Zusammenfassung
Classical seismological receiver functions are correlational or deconvolutional
combinations of vertical and horizontal component seismometer recordings
of earthquake waves that focus information on near-receiver subsurface
Earth structure and properties. We show that seismic interferometry
can be thought of as a generalisation of receiver functions analysis
to cases where recordings at pairs of receivers are considered simultaneously,
and where either the same or different component recordings are combined.
Further, seismic interferometry uses any of deconvolution, convolution
and cross-correlation, and energy from either impulsive or random
noise sources. We show both how receiver functions can logically
be extended to a new, convolutional form, and that the now little-used
correlational form of receiver functions contains more intuitive
information than previously realised. Seismic interferometry has
provided other extraordinary extensions to seismologists' arsenal.

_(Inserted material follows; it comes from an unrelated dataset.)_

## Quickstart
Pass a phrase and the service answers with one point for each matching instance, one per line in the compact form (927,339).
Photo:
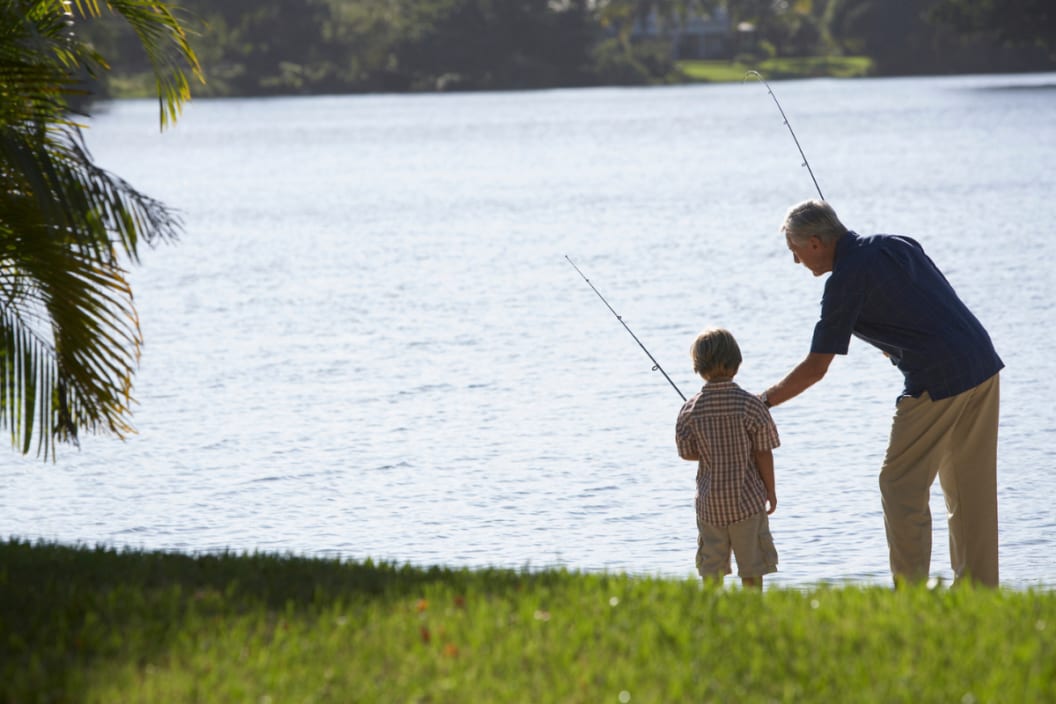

Passive noise recordings can be converted into seismograms from virtual
(imagined) earthquakes that in turn can be used to image the real
Earth. Active sources (e.g., earthquakes or man-made sources) can
be redatumed into new, virtual sources elsewhere, or can be converted
into virtual sensors (seismometers) that record seismograms from
other real earthquakes, man-made sources or noise sources that occur
either in the future or in the past. And the ability to construct
virtual sources and sensors at desired times and locations (rather
than having to wait for earthquake sources that occur at uncontrollable
locations) promises more repeatable monitoring of changes in Earth
subsurface properties over time. Indeed, so-called coda wave interferometry
offers unprecedented accuracy in detecting such changes. Finally,
existing theoretical extensions to other regimes such as electromagnetic,
electrokinetic and diffusive energy propagation may lead to future
revolutions in other domains of science.